Compared to a jab, your left side is equally vulnerable for an opponent who goes in with a body shot.
Most importantly: To have your right guard getting away from you and opening up is actually bad technique. Especially the guy from the first video you linked does unconsciously use that arm to gain more rotational momentum in the shoulders. His rotation and whipping are very good and powerful but opening the guard is a technical weakness of his, not tied to hooks as such.
In the video linked above, the teacher has better form and tells us to lift up the elbow, create a 90 degree angle between biceps and forearm, and then rotate the knee and hip to initiate the shoulder rotation.

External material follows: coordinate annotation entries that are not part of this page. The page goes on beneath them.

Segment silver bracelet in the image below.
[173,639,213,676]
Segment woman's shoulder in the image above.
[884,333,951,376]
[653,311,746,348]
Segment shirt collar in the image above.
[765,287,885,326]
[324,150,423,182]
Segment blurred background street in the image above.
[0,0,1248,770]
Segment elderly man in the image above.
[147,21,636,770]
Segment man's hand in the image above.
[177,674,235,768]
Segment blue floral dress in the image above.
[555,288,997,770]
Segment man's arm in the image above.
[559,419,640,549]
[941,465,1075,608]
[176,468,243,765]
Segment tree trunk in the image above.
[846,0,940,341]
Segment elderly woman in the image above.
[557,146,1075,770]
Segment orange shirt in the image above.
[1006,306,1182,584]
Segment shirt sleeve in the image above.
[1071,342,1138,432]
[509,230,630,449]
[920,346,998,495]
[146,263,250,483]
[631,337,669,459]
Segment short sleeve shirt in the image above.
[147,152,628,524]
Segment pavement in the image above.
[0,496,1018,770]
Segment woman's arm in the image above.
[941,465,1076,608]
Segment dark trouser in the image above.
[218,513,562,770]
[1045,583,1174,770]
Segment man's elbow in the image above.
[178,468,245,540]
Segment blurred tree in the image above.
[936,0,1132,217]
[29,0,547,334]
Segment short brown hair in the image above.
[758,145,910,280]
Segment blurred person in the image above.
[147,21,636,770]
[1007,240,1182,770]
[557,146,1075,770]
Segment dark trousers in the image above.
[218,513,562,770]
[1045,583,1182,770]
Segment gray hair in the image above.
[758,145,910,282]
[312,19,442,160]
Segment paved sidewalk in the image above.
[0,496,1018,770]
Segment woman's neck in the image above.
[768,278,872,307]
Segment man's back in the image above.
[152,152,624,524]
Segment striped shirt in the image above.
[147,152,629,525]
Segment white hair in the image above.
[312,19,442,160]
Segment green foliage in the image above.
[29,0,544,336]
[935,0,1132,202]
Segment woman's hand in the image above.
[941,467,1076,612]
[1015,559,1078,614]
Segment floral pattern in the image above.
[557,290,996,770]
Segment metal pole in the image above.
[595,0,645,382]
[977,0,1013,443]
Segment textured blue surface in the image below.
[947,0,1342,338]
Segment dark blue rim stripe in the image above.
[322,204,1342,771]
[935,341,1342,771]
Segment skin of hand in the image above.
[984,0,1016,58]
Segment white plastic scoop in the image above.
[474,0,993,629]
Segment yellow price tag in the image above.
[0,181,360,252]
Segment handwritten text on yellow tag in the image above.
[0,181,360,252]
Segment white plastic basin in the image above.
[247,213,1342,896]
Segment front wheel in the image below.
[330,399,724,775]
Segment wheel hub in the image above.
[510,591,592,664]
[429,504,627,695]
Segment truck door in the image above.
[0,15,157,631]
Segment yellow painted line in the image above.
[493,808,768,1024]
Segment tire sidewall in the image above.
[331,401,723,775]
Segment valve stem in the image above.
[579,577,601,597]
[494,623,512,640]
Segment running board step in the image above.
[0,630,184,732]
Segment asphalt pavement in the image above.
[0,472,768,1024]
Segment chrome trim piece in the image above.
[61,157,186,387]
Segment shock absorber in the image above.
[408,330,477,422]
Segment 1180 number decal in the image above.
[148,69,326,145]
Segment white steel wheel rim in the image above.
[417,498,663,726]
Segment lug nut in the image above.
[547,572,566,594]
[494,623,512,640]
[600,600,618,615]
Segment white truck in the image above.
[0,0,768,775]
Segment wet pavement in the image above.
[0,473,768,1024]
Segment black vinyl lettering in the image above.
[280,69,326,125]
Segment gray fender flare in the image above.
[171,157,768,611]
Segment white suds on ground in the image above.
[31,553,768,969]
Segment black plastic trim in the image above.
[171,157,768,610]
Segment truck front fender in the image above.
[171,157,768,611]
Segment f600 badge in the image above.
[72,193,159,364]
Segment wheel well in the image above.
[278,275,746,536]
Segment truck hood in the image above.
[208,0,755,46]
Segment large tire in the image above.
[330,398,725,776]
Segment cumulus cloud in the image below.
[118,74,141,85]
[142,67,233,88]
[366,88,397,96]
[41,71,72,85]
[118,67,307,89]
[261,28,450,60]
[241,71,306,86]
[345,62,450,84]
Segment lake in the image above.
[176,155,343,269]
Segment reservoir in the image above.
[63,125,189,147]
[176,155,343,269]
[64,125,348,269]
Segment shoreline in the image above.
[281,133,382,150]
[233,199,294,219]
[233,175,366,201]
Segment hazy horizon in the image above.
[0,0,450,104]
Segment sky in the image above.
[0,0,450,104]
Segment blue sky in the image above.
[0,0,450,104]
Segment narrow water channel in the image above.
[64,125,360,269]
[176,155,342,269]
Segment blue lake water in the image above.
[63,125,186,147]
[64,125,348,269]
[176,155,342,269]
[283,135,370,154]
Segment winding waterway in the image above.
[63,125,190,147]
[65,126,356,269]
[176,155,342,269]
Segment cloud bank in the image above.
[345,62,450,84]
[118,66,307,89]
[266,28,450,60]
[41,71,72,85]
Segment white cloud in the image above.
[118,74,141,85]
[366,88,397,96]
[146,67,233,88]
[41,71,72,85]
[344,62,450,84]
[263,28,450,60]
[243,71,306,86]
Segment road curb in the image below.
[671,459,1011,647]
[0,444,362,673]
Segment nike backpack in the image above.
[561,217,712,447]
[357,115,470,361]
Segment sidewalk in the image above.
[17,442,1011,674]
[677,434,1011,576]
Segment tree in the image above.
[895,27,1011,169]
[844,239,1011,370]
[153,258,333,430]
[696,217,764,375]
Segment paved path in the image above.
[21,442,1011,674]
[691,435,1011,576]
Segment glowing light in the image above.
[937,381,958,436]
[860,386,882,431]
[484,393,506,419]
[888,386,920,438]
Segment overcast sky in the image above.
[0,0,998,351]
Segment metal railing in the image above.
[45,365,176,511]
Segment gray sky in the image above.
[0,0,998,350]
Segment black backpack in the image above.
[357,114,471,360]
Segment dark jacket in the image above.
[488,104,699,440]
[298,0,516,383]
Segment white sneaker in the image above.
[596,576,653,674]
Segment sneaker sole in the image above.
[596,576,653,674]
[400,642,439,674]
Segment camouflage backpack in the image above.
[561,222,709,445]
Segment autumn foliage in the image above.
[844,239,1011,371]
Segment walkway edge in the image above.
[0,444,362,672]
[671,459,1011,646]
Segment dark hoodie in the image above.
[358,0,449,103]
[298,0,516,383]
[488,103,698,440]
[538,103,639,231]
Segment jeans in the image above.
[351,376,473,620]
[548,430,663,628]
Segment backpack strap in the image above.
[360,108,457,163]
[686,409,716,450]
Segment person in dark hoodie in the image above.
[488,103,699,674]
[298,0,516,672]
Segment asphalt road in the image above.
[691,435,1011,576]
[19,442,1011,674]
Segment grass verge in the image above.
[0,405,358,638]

He also reminds us to keep the guard up and close:
The trick is to get used to the power generation of hooks so that you learn to get fast in, fast out. That way, it is not any more open than a cross punch. It does have a completely different application in a slightly different range though. With good footwork and slightly pulling a centered jab-cross-combination (so that they have a shorter range but still hit), you can get into range without your opponent noticing. Also, you will force their guard into their center. Then you finish the combination with a hook behind their guard. And this is only a very simple example to give you a rough idea of what is happening.
I other words: You have your guard up and close in hooks as well, and it is a tool that can and has to be used in unison with footwork and straight punches. With straight punches only, you will eventually end up hitting the guard only.